Polizeizoff um durchgeknallten Dortmunder 'Tatort'-Kommissar

'Der WDR müsste Faber eigentlich aus der Serie kippen!'

...und zertrümmerte zu Beginn gleich mal ein paar Autos Das Dortmunder

Erst drischt er mit dem Baseball-Schläger auf Autos ein, am Ende zertrümmert er seine Büroeinrichtung - zwischendurch vermöbelt er einen Verdächtigen und bedroht seine Kollegen: So erlebten die TV-Zuschauer am Sonntagabend Kommissar Faber im "Tatort", der in der ARD seinen zweiten Fall löste.
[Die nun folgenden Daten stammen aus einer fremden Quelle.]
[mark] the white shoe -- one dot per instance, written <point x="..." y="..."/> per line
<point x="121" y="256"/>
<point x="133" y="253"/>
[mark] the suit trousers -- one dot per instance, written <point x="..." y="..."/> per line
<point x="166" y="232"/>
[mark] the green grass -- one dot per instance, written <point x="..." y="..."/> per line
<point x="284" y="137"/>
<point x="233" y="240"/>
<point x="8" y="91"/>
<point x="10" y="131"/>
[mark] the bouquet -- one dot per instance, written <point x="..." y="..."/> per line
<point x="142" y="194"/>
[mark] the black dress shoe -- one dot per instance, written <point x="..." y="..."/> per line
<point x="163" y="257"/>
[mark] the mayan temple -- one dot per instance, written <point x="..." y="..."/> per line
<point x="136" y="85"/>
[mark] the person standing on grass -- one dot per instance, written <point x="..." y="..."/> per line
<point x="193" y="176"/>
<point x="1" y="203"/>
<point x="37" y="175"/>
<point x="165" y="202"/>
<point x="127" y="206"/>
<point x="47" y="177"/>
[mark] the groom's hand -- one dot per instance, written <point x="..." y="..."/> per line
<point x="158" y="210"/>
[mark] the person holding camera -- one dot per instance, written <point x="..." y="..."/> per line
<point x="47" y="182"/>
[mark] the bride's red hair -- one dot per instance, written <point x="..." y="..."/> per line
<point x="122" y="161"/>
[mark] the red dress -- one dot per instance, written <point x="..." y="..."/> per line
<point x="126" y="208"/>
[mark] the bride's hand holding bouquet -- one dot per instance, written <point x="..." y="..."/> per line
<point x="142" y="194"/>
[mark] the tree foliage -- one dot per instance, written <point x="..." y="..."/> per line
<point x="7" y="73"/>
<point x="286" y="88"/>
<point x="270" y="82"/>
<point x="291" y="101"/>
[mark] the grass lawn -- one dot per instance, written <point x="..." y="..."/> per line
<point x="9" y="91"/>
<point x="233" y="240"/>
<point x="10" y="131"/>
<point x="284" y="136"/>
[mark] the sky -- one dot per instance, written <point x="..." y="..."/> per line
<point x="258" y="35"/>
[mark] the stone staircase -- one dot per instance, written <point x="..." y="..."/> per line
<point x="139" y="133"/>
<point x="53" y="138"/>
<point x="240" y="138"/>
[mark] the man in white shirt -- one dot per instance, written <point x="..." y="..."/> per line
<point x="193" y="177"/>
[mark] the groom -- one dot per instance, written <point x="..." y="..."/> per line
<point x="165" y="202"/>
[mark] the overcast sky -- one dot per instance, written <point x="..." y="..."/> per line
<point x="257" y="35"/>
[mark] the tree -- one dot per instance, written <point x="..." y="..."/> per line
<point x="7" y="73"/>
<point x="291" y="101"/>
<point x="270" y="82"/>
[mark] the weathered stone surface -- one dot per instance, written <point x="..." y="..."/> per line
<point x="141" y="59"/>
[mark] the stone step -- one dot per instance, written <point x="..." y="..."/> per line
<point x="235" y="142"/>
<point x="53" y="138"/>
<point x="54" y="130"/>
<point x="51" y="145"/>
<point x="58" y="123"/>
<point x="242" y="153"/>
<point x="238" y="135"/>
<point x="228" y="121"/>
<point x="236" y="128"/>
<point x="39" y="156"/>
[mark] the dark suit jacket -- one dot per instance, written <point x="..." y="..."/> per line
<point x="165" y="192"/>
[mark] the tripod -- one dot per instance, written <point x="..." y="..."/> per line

Seitdem wird kontrovers diskutiert über den "Wut-Cop" - und die Polizei ist richtig wütend auf den durchgeknallten WDR-Ermittler.

"Wer sich so verhält, würde im echten Leben sofort aus dem Verkehr gezogen. Bei der Polizei hat der nichts zu suchen", erzürnt sich Arnold Pickert, designierter NRW-Landesvorsitzender der Gewerkschaft der Polizei (GdP) im Kölner "Express".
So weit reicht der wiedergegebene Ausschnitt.